Just found a freak on ebay (from my neck of the woods) about 15 minutes before it closes. Unfortunately, this person is being rewarded by multiple bidders driving the price up. No mention of the fact that this is a Frankenstein.

 http://www.ebay.com/itm/DEEP-PURPLE-JOHN-WEISSENBERGER-MILWAUKEE-WIS-HUTCH-SODA-BOTTLE-/261262827751?pt=LH_DefaultDomain_0&hash=item3cd47a60e7


----------



## blobbottlebob (Aug 15, 2013)

Luckily, it is not the rarest bottles --- but still. Why? Why? Why? Currently at $41.00. May go up yet.
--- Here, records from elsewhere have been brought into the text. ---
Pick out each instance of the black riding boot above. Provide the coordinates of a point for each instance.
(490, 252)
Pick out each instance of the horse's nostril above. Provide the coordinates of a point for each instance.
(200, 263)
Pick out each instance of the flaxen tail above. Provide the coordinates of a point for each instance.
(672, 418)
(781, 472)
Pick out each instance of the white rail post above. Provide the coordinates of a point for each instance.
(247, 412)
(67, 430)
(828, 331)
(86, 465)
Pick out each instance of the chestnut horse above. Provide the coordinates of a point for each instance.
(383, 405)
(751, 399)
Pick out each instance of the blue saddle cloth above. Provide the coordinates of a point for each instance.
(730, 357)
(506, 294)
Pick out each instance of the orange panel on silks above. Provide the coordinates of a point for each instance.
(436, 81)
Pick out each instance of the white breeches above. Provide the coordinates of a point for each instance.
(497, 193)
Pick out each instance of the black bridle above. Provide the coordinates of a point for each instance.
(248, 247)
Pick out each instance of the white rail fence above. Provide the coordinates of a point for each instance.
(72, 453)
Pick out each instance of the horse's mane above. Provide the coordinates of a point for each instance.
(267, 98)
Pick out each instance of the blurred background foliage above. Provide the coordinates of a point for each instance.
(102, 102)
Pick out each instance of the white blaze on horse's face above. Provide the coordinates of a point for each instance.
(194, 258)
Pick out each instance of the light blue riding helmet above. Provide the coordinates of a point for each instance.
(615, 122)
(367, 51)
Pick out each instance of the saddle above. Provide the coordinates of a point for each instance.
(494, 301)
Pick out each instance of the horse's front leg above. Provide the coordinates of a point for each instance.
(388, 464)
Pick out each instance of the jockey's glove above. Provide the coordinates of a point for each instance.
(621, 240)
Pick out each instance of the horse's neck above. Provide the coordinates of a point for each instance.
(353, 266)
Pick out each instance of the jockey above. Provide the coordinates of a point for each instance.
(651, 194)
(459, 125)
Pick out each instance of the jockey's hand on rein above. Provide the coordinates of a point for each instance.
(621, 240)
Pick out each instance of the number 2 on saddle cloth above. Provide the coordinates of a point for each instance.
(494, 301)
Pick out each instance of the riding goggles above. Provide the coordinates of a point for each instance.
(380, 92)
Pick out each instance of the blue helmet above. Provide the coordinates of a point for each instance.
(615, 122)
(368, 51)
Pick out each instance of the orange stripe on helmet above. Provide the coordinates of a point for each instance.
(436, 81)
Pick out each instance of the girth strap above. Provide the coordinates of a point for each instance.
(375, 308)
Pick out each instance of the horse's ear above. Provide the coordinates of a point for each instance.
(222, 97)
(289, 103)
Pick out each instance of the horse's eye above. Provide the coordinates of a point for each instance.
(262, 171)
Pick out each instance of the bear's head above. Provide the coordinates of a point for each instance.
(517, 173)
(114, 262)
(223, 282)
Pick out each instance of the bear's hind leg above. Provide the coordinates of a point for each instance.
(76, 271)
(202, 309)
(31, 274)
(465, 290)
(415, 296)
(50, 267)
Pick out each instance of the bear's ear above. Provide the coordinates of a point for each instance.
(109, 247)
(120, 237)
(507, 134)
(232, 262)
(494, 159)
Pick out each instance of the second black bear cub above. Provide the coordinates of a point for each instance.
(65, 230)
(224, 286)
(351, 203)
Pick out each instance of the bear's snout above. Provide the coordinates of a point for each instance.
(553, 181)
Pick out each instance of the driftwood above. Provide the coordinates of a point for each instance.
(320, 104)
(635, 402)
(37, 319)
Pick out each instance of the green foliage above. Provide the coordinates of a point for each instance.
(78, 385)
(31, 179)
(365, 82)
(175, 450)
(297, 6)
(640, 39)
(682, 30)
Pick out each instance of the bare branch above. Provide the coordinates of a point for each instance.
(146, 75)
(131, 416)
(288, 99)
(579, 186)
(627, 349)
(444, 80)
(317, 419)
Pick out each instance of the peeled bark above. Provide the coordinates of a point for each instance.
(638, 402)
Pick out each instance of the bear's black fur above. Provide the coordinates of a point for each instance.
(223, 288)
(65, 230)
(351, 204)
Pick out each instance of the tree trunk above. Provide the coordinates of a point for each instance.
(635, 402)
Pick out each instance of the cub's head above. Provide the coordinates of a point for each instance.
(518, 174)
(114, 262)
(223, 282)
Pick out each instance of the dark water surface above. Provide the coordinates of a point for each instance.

 http://i.ebayimg.com/t/DEEP-PURPLE-JOHN-WEISSENBERGER-MILWAUKEE-WIS-HUTCH-SODA-BOTTLE-/00/s/MTEwMFg1MDA=/z/58oAAOxyhSBSBte8/$(KGrHqZ,!nYFHh3UM1(oBSBte8MjfQ~~60_57.JPG


----------



## blobbottlebob (Aug 15, 2013)

Sold for 41 plus shipping. Probably about ten times what it should have. Honestly, I wish people wouldn't be rewarded for modifying original artifacts without even the courtesy of being honest about it.


----------



## blobbottlebob (Aug 15, 2013)

Pic.


----------



## blobbottlebob (Aug 15, 2013)

Interesting that this bottle started as aqua glass. This bottle was never made in colorless (flint) glass and therefore could never have turned even amethyst on its own.


----------



## Weissenberger GGD (Aug 5, 2022)

John is my Great Great Grandfather. While obviously I understand it’s an historical artifact, I also know my Grandma would have thought this was cool. The glass was never dyed by JWSWC.


----------



## Weissenberger GGD (Aug 5, 2022)

blobbottlebob said:


> Sold for 41 plus shipping. Probably about ten times what it should have. Honestly, I wish people wouldn't be rewarded for modifying original artifacts without even the courtesy of being honest about it.


I would have. But it’s my family history. Interested in where it is.


----------